# ECB Data Academy - Evolve Programme
[Krisolis](http://www.krisolis.ie)

## Accessing Datasets with pandas

### Pandas DataFrame Data Structure

*Comma Separated Value* (**CSV**) files are one of the most common ways to exchange data. The **pandas** package in Python makes it easy to load data from a CSV file and analyse it. In this notebook we will demonstrate how this is done. 

### Import pandas

First import the pandas package. The **as pd** statement simply adds an *alias* so we can use the name **pd** instead of **pandas**. This is just so that we can be lazy and type *pd* intead of *pandas*.

In [None]:
import pandas as pd

### Load the File

We can load a CSV file file using the **read_csv** function from pandas. the data from the CSV file is loaded into a special pandas data strcuture known as a **DataFrame**. This is essentially a data table like you might use in Excel. 

In [None]:
country_data = pd.read_csv('..//Data//country_data.csv')

### Examining the Data

The **head** and **tail** methods are used to show the first or last few lines of a DataFrame.

In [None]:
display(country_data.head())

In [None]:
display(country_data.tail())

Or we can just see the full dataset using **display**.

In [None]:
display(country_data)

Note that we use **display** instad of **print** here just because it gives us printouts that look much nicer!

### Accessing Columns

Accessing *columns* in a DataFrame is simply a matter of using the name of the column (similar to dictionary selection) in double square brackets, [[ ]]

In [None]:
populations = country_data["Population"]
print(populations)

In [None]:
continents = country_data["Continent"]
print(continents)

### Generating Summary Statistics

Pandas provides a range of functionality to calculate summary statistics - e.g. **sum**, **mean**, **min**, **max**, ... - from the data in a DataFrame. 

In [None]:
pop_sum = country_data["Population"].sum()
print(pop_sum)

In [None]:
pop_mean = country_data["Population"].mean()
print(pop_mean)

In [None]:
pop_min = country_data["Population"].min()
print(pop_min)

In [None]:
pop_max = country_data["Population"].max()
print(pop_max)

Frequency tables are also a really useful analysis tool that are easily genratated using the **value_counts** method.

In [None]:
continent_counts = country_data["Continent"].value_counts()
print(continent_counts)

### Accessing Rows from a DataFrame

One very useful way to slice a DataFrame is using a condition.

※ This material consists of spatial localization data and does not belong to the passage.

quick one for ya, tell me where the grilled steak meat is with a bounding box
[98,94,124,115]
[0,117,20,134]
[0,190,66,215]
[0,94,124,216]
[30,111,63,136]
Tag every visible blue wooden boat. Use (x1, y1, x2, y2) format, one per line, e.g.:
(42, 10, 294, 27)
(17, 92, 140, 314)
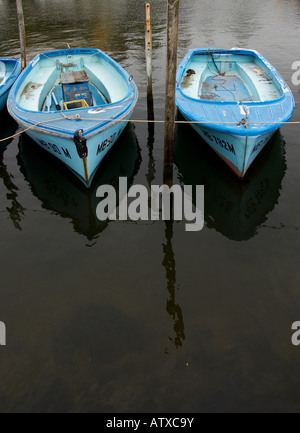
(176, 48, 295, 178)
(7, 48, 138, 187)
(0, 58, 21, 111)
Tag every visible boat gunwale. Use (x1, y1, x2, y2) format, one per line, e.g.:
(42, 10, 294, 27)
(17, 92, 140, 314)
(8, 94, 138, 140)
(176, 97, 294, 137)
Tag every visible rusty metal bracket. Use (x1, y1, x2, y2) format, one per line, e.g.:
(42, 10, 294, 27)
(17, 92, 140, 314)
(74, 129, 88, 158)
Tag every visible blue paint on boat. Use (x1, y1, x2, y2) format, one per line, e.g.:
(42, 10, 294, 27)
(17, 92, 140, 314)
(176, 48, 295, 178)
(0, 58, 21, 112)
(7, 49, 138, 187)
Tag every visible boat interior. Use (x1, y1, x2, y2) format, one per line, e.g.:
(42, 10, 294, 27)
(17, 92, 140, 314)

We can pass a list of Boolean values to a DataFrame indicating which rows should be retained (True) and which should be filtered (False). A suitable list is easily generated using a simple Boolean expression on a column from the DataFrame.

In [None]:
country_data["Life Exp."] > 60

This list can be passed directly to the DataFrame to perform a filtering:

In [None]:
healthy_countries = country_data[country_data["Life Exp."] > 70]
display(healthy_countries)

So, for example we could extrac the mean life expectancy for countries in our list that are from Europe.

In [None]:
european_countries = country_data[country_data["Continent"] == "Europe"]
euro_life_exp_mean = european_countries['Life Exp.'].mean()
print("The average life expectancy in Europe is: ", euro_life_exp_mean)